これらの人物はこの地に適した方法を用いて酒造業を側面から強力にサポートした。これら11人の人物を四日市町並研究会の12
人のメンバーが各々分担して資料収集、関係者への聴取調査、写真撮影、墓誌・頌徳碑の解読等に当たり、各章・各節を執筆した。編集方針として、①写真、図表を多用して読みやすく、かつ分かり易いものにすること。②墓碑や石碑の刻銘文については写真、原文、現代語訳を付けること。③資料をそのまま引用するのは最小限度にしそれを解析、加工して自分なりのオリジナル原稿にすること。④現地にこまめに足を運んで取材すること。➄史料を多用して内容を質的に濃いものにすること。⑥原稿はご子孫や関係者に目を通していただき了解を取り付けること。を心掛けた。

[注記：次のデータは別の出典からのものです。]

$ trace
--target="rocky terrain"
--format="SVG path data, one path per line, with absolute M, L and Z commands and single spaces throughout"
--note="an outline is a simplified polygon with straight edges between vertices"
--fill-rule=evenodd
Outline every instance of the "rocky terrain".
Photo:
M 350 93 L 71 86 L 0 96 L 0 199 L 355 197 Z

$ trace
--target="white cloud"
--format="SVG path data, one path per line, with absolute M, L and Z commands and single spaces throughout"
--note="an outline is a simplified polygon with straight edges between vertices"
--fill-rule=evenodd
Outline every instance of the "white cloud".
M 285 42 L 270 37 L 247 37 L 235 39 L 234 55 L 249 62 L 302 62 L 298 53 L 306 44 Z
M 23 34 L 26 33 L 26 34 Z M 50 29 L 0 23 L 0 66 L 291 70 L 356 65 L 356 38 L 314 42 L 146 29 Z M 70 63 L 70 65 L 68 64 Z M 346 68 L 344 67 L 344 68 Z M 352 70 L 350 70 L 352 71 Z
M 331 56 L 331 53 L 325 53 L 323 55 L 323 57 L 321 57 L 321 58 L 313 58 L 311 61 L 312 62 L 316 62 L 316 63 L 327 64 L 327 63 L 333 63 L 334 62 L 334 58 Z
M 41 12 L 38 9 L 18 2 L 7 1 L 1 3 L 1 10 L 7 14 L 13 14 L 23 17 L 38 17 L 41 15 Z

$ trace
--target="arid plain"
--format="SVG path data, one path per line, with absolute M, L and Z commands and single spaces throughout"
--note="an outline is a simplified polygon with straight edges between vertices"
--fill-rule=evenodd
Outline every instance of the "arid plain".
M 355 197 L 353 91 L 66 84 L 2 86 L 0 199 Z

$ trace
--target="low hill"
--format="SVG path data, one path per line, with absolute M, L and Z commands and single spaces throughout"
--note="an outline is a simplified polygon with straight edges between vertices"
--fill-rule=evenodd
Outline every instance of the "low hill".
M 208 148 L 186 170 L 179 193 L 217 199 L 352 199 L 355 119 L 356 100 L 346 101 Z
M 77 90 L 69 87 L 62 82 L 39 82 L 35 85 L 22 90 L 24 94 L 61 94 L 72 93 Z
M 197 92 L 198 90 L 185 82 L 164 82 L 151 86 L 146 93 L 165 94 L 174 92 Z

かくして本文178ページというほぼ計画通りの冊子に仕上がった。なお、この冊子は本会会員の木村浩男氏が酒蔵通りにある自身の所有地に酒都西条の歴史を伝える場として「ヒストリアガーデン(歴史庭園)」を整備されたのにタイアップして刊行したものである。同園内に展示された酒蔵通りの街をつくった人物を紹介するパネルをさらに詳しく補完しようとしたものである。
江戸期に宿場町として栄えた街が明治の新しい世になってさしたる産業もなく停滞していた街に酒造業を興し、さらに日本の三大銘醸地と呼ばれる街にまで発展させた三世代にわたる功績者を顕彰するとともに皆様に紹介したいとの我々の熱き思いが伝われば幸いである。